Das Treffen ist genau eine Woche später in einem Garten am Frankfurter Stadtrand vereinbart. Sieben Tage sind vergangenen seit den Krawallen von Rostock, sieben Tage voller Fragen. Was sind das für Menschen im so genannten "Schwarzen Block"? Warum und wofür kämpfen sie? Was haben gebrochene Polizistenarme mit Armut in Afrika zu tun?

Arthur sitzt im Schneidersitz auf der Wiese, er trägt ein weißes T-Shirt und Shorts, vor sich zwei eng beschriebene Zettel mit Sätzen, die unbedingt gesagt werden müssen. Zunächst sind das die einfachen Dinge. Deckname Arthur, Alter 24 Jahre, Student an der Goethe-Uni. Mehr nicht. Keine Bilder, keine Telefonnummern. Das ist wichtig. Arthur hat in Rostock Steine auf Polizisten geworfen.

Strategie Krawall

Das war von Anfang an klar. Schon am Freitag vor der Gipfelwoche, als Arthur und zehn andere Leute mit dem Auto gen Ostsee aufbrachen. Die Strategie lautete von vornherein, am Zaun Krawall zu machen, bei jeder Gelegenheit, eine Woche lang. Arthur wählt seine Sätze überlegt, liest zwischendurch von seinen Zetteln. "Es ging darum, diesen Anlass symbolisch zu begreifen, zu verdeutlichen, dass wir das Spiel nicht mitspielen, dass wir nicht die G 8 kritisieren oder ihre Legitimation diskutieren. Das geht schon zu weit. Wir sind gegen die kapitalistische Verfasstheit der Weltgesellschaft."

Arthur sieht nicht aus, wie man sich einen Steinewerfer ohne Sturmhaube vorstellt. Zu schmal, zu sanft der Blick. Was Steine auf Polizisten mit Globalisierungskritik zu tun haben? "Erstmal nix", sagt Arthur. Gewalt gegen die Polizei sei "nicht das Hauptziel", eher eine Reaktion auf "schlechte Erfahrungen", etwa auf Hausdurchsuchungen. "Das Hauptziel ist symbolische Gewalt, wir wollen Aufmerksamkeit schaffen." In einer Mediengesellschaft dränge es sich auf, drastische Bilder zu produzieren, "davon profitiert die gesamte Bewegung".

Attac und Militante

Leider hätten Gruppen wie Attac noch nicht verstanden, "warum sie so viel Aufmerksam- keit bekommen, warum die Militanten ein konstitutiver Teil der Bewegung sind". Natürlich könne man sich wunderbar darüber aufregen, dass Radikale mit Steinen werfen. sagt Arthur. "Aber wenn man sich die strukturelle Gewalttätigkeit dieser Gesellschaft ansieht, dann ist das belanglos." Er flüchtet sich in Vergleiche, nennt Armut und Kindersterben, weicht aus. Und will nicht gelten lassen, dass Gewalt historisch nie viel bewirkt hat im Vergleich zu friedlichen Massenprotesten. "Es hat etwas bewirkt, die Aufmerksamkeit ist da."

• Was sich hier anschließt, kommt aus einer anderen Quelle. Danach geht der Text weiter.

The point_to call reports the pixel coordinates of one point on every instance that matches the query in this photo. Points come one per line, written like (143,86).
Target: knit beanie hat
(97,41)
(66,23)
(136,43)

Der "verantwortungsvolle Umgang mit Gewalt" steht auch auf seinen Zetteln. Es sei wichtig, friedliche Protestteilnehmer zu schützen. Auch bei "unreflektierten Hooligans" schauten die "organisierten Militanten" genau hin. "Aber um Hools kommt man bei dieser Aktionsform nicht herum, man kann nur Grenzen aufzeigen." Arthur wirkt müde. Er ist durch Felder gerannt, hat Barrikaden angezündet und am Donnerstag furchtbaren Heuschnupfen bekommen. "Aber es hat sich gelohnt", sagt er leise. Dann verbrennt er seine Spickzettel.